Predict splicing variant effect from VCF
Paper: Cheng et al. https://doi.org/10.1101/438986
External dependencies:
pip install cyvcf2 cython
Conda installation is recommended:
conda install cyvcf2 cython -y
pip install mmsplice
You can run mmsplice with following google colab notebooks online:
Standard human gene annotation file in GTF format can be downloaded from ensembl or gencode.
MMSplice
can work directly with those files, however, some filtering is higly recommended.
- Filter for protein coding genes.
A correctly formatted VCF file with work with MMSplice
, however the following steps will make it less prone to false positives:
- Quality filtering. Low quality variants leads to unreliable predictions.

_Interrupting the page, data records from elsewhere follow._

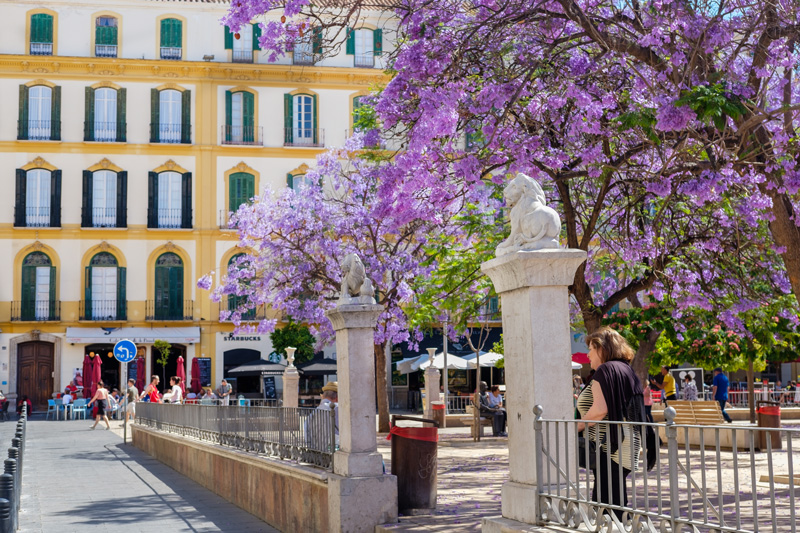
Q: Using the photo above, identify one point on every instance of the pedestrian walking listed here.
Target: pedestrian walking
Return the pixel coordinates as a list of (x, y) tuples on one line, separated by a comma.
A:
[(101, 398)]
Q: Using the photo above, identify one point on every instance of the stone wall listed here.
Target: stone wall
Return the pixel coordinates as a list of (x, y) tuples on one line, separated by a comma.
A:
[(286, 496)]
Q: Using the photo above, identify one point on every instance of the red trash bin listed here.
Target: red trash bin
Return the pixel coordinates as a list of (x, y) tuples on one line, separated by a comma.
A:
[(414, 462)]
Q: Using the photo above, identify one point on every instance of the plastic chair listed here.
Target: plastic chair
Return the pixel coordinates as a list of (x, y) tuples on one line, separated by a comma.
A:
[(51, 408), (79, 406)]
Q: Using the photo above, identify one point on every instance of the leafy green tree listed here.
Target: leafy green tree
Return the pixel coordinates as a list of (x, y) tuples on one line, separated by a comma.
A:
[(297, 336)]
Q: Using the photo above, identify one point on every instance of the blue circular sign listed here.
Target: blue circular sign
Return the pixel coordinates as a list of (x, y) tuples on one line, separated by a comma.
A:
[(125, 351)]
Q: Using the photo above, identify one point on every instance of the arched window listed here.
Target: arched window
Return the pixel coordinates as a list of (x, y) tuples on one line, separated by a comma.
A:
[(104, 289), (168, 304), (38, 288)]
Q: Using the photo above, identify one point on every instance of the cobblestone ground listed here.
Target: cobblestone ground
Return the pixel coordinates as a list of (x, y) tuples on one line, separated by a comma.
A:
[(75, 479)]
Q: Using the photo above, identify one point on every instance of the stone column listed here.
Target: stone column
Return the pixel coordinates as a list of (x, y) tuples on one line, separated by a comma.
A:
[(535, 305), (360, 495), (291, 381)]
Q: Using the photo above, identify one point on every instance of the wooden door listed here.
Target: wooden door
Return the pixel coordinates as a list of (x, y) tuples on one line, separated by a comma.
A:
[(35, 375)]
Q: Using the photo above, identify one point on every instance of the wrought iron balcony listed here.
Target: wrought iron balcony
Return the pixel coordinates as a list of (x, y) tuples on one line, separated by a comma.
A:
[(99, 310), (36, 311), (164, 309)]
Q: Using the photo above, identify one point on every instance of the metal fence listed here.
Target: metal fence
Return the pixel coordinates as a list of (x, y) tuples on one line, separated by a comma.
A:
[(294, 434), (728, 478)]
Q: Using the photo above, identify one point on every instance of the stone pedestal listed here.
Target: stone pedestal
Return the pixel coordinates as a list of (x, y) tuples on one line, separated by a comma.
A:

- Avoid presenting multiple variants in one line by splitting them into multiple lines. Example code to do it:
bcftools norm -m-both -o out.vcf in.vcf.gz
- Left-normalization. For instance, GGCA-->GG is not left-normalized while GCA-->G is. Details for unified representation of genetic variants see Tan et al.

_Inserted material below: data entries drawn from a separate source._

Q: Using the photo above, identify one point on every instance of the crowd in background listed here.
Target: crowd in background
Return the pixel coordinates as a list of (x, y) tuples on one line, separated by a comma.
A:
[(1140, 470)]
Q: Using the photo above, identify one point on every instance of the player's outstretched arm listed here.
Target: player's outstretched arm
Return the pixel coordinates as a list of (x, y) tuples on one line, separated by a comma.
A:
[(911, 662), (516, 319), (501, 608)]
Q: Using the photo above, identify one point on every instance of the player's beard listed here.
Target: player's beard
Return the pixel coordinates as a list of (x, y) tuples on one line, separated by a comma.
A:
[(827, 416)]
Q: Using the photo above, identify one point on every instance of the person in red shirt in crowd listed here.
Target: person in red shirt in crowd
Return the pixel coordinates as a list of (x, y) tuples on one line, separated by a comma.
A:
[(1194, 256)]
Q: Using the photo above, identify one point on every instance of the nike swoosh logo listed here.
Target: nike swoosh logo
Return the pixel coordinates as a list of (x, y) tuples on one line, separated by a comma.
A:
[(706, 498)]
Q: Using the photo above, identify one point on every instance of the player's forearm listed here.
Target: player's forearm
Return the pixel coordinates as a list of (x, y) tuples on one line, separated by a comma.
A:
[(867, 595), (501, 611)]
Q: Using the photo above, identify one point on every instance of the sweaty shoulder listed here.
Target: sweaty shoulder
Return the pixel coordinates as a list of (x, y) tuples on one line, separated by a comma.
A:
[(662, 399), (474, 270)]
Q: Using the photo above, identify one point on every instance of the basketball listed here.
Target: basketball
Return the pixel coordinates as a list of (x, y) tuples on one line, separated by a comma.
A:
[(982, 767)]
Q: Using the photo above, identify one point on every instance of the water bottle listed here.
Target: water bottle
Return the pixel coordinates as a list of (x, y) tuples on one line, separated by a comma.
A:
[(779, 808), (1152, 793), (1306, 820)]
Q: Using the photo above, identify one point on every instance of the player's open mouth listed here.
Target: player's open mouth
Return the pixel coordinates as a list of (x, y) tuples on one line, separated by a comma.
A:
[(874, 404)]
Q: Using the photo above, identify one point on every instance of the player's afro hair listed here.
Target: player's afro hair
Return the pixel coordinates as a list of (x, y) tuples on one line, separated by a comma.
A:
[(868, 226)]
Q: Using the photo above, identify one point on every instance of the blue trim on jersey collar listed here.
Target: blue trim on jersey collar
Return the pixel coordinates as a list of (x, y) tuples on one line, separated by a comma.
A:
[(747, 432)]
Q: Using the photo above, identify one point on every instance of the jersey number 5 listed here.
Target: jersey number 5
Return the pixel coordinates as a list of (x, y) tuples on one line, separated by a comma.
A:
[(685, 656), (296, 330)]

bcftools norm -f reference.fasta -o out.vcf in.vcf
Human reference fasta file can be downloaded from ensembl/gencode. Make sure the chromosome name matches with GTF annotation file you use.
Check notebooks/example.ipynb
To score variants (including indels), we suggest to use primarily the deltaLogitPSI
predictions, which is the default output. The differential splicing efficiency (dse) model was trained from MMSplice modules and exonic variants from MaPSy, thus only the predictions for exonic variants are calibrated.
# Import
from mmsplice.vcf_dataloader import SplicingVCFDataloader
from mmsplice import MMSplice, predict_all_table
from mmsplice.utils import max_varEff
# example files
gtf = 'tests/data/test.gtf'
vcf = 'tests/data/test.vcf.gz'
fasta = 'tests/data/hg19.nochr.chr17.fa'
csv = 'pred.csv'
# dataloader to load variants from vcf
dl = SplicingVCFDataloader(gtf, fasta, vcf)
# Specify model
model = MMSplice()
# predict and save to csv file
predict_save(model, dl, csv, pathogenicity=True, splicing_efficiency=True)

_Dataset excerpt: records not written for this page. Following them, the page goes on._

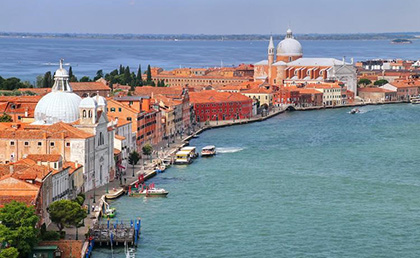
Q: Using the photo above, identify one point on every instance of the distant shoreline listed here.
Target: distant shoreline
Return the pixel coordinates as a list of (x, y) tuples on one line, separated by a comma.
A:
[(202, 37)]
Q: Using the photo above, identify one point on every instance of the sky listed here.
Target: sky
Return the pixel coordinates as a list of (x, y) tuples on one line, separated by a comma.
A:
[(209, 16)]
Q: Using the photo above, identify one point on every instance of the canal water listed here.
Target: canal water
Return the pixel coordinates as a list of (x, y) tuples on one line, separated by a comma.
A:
[(302, 184)]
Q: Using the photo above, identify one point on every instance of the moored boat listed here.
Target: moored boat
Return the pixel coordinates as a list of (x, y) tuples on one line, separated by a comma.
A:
[(354, 111), (109, 213), (183, 157), (149, 191), (114, 193), (208, 151), (192, 150), (415, 100)]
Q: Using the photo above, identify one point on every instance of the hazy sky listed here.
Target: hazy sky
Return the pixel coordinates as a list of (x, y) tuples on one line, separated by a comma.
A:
[(209, 16)]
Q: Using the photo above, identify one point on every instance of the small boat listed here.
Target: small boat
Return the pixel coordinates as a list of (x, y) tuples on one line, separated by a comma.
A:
[(401, 41), (167, 162), (114, 193), (208, 151), (150, 191), (415, 100), (183, 157), (160, 169), (192, 150), (354, 111), (109, 213)]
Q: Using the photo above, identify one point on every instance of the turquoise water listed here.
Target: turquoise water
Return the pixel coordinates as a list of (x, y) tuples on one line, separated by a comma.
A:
[(302, 184), (27, 58)]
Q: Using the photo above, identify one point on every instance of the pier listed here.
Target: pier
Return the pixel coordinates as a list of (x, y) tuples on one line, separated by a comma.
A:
[(116, 233)]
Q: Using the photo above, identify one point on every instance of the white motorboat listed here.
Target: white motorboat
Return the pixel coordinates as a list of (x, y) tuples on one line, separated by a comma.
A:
[(208, 151)]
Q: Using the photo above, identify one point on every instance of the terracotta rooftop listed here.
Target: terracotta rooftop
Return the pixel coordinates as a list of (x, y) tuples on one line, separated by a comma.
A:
[(72, 166), (323, 86), (89, 86), (56, 131), (211, 96), (373, 89), (166, 91), (259, 90), (44, 157), (119, 137), (18, 190), (26, 169)]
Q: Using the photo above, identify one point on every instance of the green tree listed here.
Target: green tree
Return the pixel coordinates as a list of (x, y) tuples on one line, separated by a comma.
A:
[(139, 77), (127, 75), (12, 83), (133, 159), (65, 213), (147, 149), (99, 75), (10, 252), (72, 78), (17, 227), (365, 81), (85, 79), (114, 73), (149, 75), (47, 82), (380, 82), (5, 118), (39, 81)]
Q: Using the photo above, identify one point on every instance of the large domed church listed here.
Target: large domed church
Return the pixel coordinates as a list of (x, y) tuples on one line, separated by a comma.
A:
[(87, 117), (286, 66)]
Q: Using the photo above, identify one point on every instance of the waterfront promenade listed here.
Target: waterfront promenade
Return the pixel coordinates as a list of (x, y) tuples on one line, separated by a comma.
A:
[(148, 169)]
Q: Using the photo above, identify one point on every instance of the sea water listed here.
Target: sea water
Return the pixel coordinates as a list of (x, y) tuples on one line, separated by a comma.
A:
[(26, 58), (302, 184)]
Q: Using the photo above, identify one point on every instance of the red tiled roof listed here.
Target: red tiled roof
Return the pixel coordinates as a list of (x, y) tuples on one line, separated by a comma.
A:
[(211, 96), (72, 166), (44, 157), (89, 86), (14, 189), (373, 89), (56, 131)]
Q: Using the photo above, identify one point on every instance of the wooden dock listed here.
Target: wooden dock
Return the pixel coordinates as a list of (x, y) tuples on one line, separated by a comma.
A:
[(116, 233)]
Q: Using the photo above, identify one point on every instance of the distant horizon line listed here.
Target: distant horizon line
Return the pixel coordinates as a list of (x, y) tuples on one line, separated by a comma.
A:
[(209, 34)]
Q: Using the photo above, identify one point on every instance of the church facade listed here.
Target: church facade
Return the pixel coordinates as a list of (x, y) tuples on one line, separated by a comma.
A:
[(77, 129), (286, 66)]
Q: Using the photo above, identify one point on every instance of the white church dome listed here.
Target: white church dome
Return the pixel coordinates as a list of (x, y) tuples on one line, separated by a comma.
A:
[(101, 101), (289, 46), (88, 102), (61, 104)]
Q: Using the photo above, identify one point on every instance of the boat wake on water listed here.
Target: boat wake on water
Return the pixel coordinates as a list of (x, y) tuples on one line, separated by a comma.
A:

# Or predict and return as df
predictions = predict_all_table(model, dl, pathogenicity=True, splicing_efficiency=True)
# Summerize with maximum effect size
predictionsMax = max_varEff(predictions)
The VEP plugin wraps the prediction function from mmsplice
python package. Please check documentation of vep plugin under VEP_plugin/README.md.